Oracle has been closely following the Accounting Convergence projects initiated by the boards of FASB and IASB since the inception in 2002. Oracle is also an active member of the IT Company Discussion Group.
One of the key projects is to synchronize the accounting standards for Leases across US GAAP and IAS. The stated objective is to bring all assets and liabilities relating to the lease onto the balance sheets for lessors, lessees, landlords and tenants.
This proposed change could impact Oracle’s customers who engage in providing leases to their customers (Captive Lessors, Bank Lessors, Independent Lessors, Commercial or Retail Landlords) or those who use assets through a lease arrangement (Equipment Lessees, Commercial or Retail Tenants).

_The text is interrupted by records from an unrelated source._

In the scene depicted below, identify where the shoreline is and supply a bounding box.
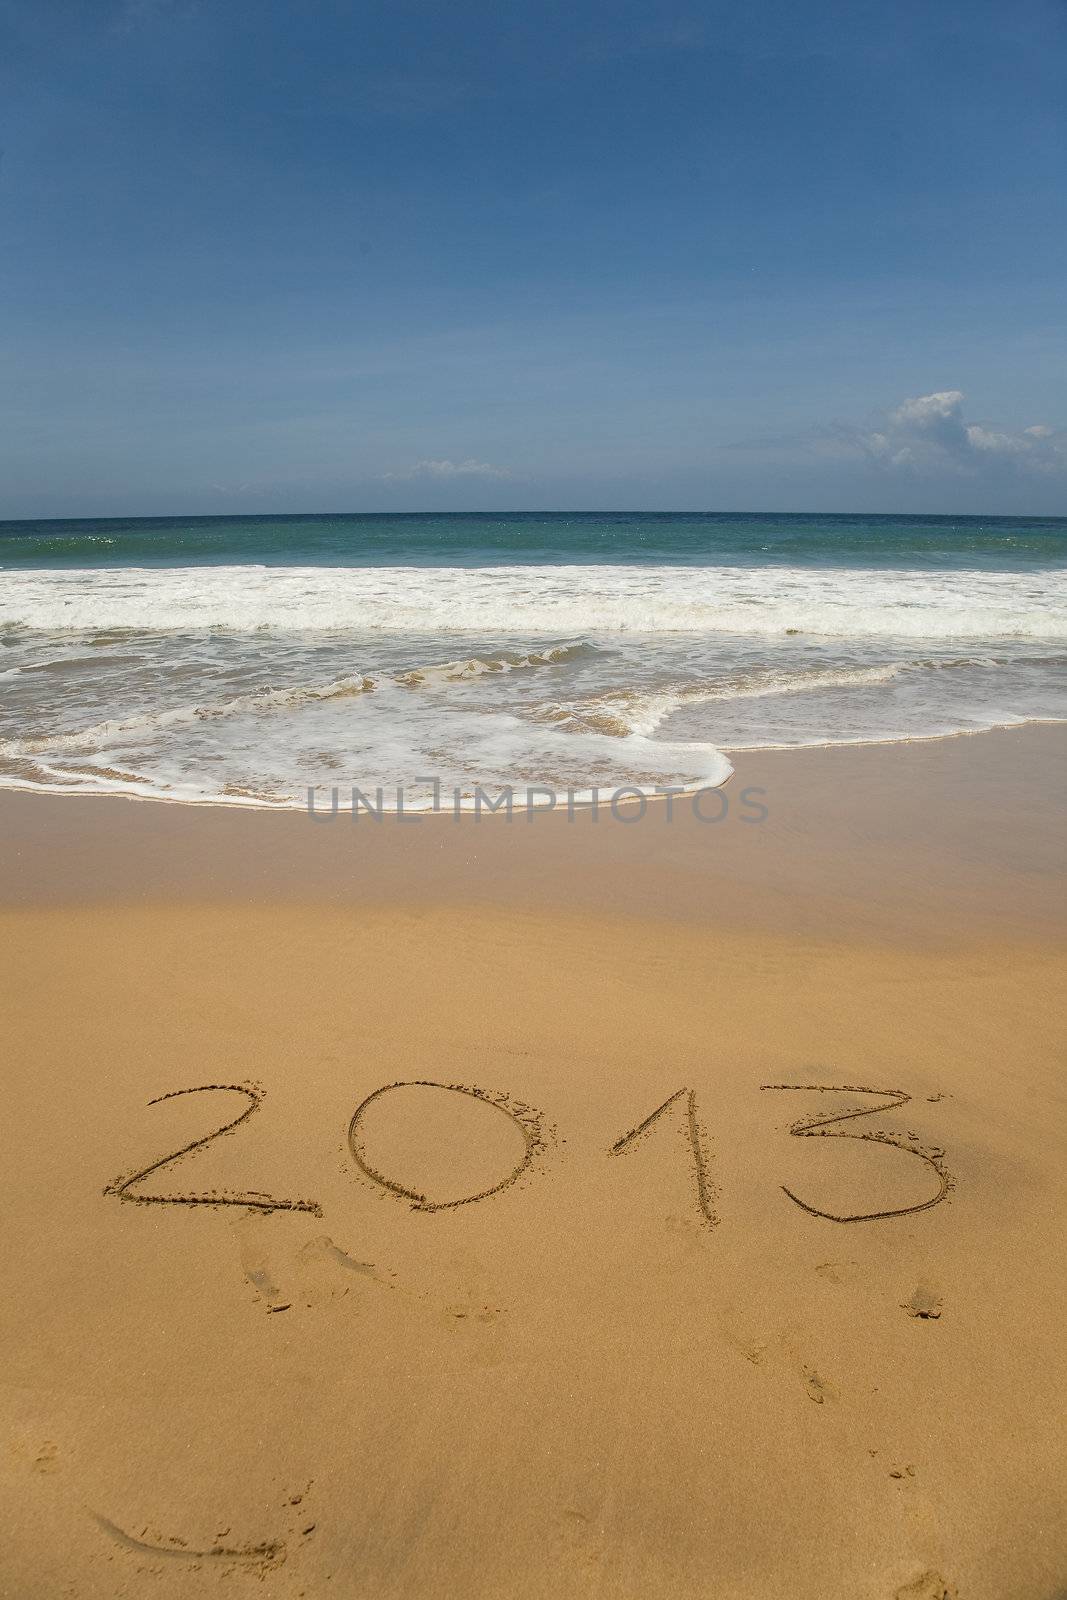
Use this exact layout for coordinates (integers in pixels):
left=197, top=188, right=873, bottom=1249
left=0, top=714, right=1063, bottom=815
left=3, top=722, right=1064, bottom=944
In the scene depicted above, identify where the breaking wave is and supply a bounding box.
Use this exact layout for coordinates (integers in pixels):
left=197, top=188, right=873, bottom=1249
left=0, top=643, right=597, bottom=757
left=2, top=564, right=1065, bottom=639
left=2, top=560, right=1064, bottom=809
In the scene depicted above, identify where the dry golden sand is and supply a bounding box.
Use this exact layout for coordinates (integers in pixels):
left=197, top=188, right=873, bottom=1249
left=1, top=727, right=1065, bottom=1600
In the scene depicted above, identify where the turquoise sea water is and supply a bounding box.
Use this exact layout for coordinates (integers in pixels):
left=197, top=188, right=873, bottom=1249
left=1, top=512, right=1065, bottom=806
left=2, top=511, right=1066, bottom=570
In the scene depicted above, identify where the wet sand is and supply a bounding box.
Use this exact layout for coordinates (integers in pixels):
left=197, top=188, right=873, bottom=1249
left=1, top=727, right=1065, bottom=1599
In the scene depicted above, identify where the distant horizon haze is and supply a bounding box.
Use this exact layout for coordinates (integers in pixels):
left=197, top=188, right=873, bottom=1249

The products in Oracle’s E-Business Suite we have identified for analyzing the impact of the proposed standards are Oracle Lease & Finance Management (for equipment lessors), Oracle Assets / Oracle Payables (for equipment lessees) and Oracle Property Manager (for real estate landlords and tenants).
An exposure draft for Lease Accounting was issued in 2010. Currently the boards are deliberating on the feedback received. The boards plan to issue a revised exposure draft in the summer of 2012.
Oracle has been working with many customers in various industries (e.g., financial services, restaurants, insurance companies, and telecommunications) and sharing our updates with them from Oracle Development on Lease Accounting Convergence.